Composable infrastructure is a framework for delivering compute, storage and network resources as services. HPE said GreenLake is its fastest-growing business, with 740 customers worldwide, and 160 new customers this year alone. HPE has promised to offer its entire portfolio on an as a service basis by 2022. Coincident with today’s announcement, the company released the results of a survey that found that 87% of IT decision-makers have started to implement or implemented some kind of infrastructure or software as a service but 71% are concerned about keeping up with the rapidly changing as-a-service landscape.

The company has been steadily tightening the bonds between GreenLake on-premises and public cloud providers with moves like the launch of a hybrid cloud management service last year. The previous GreenLake management experience “felt a lot like cloud; the capacity was there but you couldn’t add it or move it around click, click, click,” said Flynn Malloy, vice president of GreenLake marketing. “If you wanted to add more virtual machines, you’d pick up the phone and call your account manager.”

The brushed-up administration portal now supports personas corresponding to different types of users, enabling them each see a different set of services and reports.
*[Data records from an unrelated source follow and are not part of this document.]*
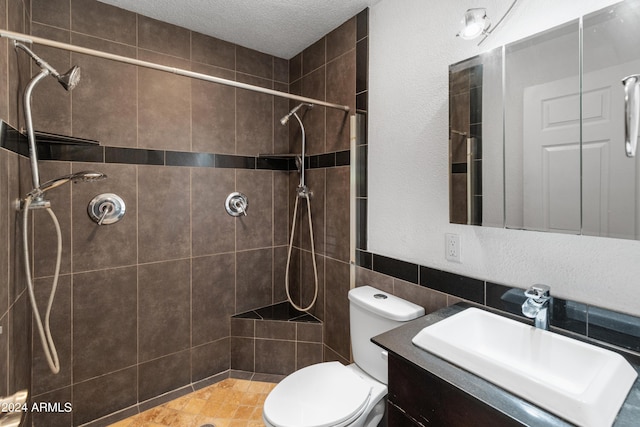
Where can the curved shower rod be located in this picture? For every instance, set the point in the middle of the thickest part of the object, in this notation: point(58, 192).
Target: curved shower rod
point(179, 71)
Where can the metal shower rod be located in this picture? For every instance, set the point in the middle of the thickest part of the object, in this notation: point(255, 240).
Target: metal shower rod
point(179, 71)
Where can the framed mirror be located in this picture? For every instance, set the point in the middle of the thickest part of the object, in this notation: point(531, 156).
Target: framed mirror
point(544, 144)
point(475, 141)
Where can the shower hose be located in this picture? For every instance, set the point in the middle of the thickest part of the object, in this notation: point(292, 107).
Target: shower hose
point(313, 254)
point(45, 331)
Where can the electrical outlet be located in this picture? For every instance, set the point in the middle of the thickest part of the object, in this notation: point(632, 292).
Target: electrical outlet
point(452, 247)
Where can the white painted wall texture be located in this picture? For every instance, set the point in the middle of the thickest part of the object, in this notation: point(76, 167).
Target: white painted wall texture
point(412, 43)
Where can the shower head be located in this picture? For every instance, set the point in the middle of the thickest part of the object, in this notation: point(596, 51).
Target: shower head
point(68, 80)
point(286, 118)
point(84, 176)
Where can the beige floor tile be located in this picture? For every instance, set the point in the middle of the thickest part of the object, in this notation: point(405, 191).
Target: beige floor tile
point(229, 403)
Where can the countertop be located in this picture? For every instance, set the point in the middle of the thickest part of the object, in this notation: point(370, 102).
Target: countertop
point(398, 341)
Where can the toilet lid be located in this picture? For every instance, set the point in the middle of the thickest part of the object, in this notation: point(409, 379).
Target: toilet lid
point(320, 395)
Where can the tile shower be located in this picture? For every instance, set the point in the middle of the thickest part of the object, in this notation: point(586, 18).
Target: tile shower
point(144, 306)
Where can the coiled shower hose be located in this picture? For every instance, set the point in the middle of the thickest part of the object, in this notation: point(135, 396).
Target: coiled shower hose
point(313, 254)
point(48, 345)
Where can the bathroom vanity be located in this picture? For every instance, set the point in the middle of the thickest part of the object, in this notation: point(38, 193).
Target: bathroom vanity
point(427, 390)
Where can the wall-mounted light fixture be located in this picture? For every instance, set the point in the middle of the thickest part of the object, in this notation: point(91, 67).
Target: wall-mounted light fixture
point(475, 23)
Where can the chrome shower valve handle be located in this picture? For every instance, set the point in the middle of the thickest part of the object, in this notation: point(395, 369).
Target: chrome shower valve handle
point(107, 208)
point(236, 204)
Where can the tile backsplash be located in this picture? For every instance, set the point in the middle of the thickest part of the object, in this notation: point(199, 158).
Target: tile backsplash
point(437, 289)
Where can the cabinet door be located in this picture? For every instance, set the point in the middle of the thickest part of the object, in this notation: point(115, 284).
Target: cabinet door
point(397, 418)
point(429, 400)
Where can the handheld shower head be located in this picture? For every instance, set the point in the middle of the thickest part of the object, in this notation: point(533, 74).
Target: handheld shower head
point(286, 118)
point(68, 80)
point(84, 176)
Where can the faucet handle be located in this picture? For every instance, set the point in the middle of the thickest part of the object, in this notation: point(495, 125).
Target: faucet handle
point(538, 292)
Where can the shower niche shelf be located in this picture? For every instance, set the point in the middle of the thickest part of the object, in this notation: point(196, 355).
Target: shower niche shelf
point(257, 335)
point(54, 138)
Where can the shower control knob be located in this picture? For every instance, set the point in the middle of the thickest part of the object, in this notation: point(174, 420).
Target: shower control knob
point(236, 204)
point(107, 208)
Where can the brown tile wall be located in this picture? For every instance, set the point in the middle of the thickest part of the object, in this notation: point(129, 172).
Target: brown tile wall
point(326, 70)
point(273, 346)
point(15, 314)
point(143, 306)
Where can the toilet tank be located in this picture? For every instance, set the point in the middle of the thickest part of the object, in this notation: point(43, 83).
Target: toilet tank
point(372, 312)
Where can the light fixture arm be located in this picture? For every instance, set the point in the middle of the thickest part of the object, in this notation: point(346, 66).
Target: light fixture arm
point(490, 31)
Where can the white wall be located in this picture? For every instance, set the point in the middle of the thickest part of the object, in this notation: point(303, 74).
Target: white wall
point(412, 43)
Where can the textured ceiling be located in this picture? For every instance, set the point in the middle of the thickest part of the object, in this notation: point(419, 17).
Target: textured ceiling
point(282, 28)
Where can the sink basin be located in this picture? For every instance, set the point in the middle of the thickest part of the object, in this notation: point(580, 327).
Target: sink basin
point(579, 382)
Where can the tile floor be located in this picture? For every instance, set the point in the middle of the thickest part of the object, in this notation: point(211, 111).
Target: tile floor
point(229, 403)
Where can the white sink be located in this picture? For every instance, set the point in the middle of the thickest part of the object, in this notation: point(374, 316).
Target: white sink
point(580, 382)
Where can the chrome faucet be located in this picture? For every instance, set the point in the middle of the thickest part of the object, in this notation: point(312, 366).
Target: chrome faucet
point(537, 305)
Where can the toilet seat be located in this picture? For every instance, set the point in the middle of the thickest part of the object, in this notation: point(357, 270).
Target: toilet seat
point(321, 395)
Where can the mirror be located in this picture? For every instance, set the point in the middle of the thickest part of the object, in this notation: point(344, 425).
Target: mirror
point(475, 141)
point(536, 143)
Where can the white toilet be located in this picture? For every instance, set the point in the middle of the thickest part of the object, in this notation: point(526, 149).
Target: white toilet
point(331, 394)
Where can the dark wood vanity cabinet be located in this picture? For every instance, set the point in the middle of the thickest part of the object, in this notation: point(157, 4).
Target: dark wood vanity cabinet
point(419, 398)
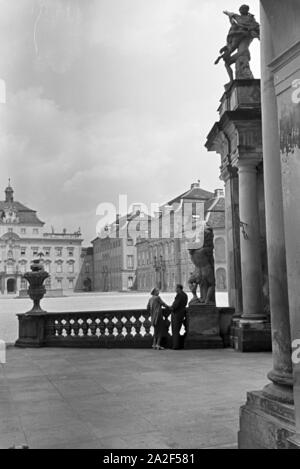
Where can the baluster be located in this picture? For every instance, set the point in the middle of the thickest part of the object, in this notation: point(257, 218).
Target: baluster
point(119, 327)
point(50, 328)
point(147, 325)
point(59, 327)
point(93, 327)
point(128, 326)
point(68, 327)
point(110, 327)
point(76, 327)
point(102, 327)
point(84, 327)
point(138, 325)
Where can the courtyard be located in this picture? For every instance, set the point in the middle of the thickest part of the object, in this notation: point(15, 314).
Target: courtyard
point(70, 398)
point(10, 306)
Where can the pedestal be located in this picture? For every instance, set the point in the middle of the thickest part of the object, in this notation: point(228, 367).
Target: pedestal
point(251, 336)
point(203, 327)
point(267, 424)
point(31, 330)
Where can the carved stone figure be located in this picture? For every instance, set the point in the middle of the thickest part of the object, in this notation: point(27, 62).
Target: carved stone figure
point(244, 28)
point(204, 273)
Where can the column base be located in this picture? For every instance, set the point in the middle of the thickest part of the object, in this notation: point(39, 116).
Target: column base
point(267, 424)
point(251, 336)
point(203, 327)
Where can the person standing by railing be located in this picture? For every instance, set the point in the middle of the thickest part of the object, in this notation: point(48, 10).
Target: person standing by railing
point(156, 307)
point(178, 309)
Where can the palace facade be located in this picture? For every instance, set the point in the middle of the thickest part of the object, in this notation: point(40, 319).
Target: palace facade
point(165, 261)
point(22, 238)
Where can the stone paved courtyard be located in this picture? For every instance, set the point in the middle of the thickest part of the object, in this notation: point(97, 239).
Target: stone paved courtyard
point(70, 398)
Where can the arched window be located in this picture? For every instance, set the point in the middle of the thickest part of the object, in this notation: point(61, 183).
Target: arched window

Authorized users can “click their way to adding capacity like you do in the public cloud, but it’s on-prem,” Malloy said.

Additionally, GreenLake Central can connect transparently to a company’s public cloud accounts and analyze the costs of each to enable customers to balance their cloud and on-premises workloads more efficiently, he said.

“It summarizes what you’re paying for all your clouds as well as on-prem,” Malloy said. “It gives advice on which workloads to run on which cloud and provides insight and control across your multicloud environment.” The feature currently works only with Microsoft Corp.’s Azure, but other public cloud platforms will be added in the future.

HPE is leveraging technology the company picked up with its 2017 acquisition of cloud management specialist Cloud Technology Partners Inc. and last year’s purchase of cloud migration consultancy RedPixie Ltd. Intellectual property from the two companies was rolled into HPE Right Mix Advisor, an analytical platform announced earlier this year that provides guidance on how to move workloads to the right hybrid cloud platforms. Right Mix Advisor will be a standard part of GreenLake Central.

An optional algorithm checks rules from more than 1,200 regulatory bodies and compares it to a dashboard of compliance parameters set by information technology departments to flag potential compliance violations. HPE GreenLake Central was piloted to a small set of customers in November and will be available in the second half of 2020.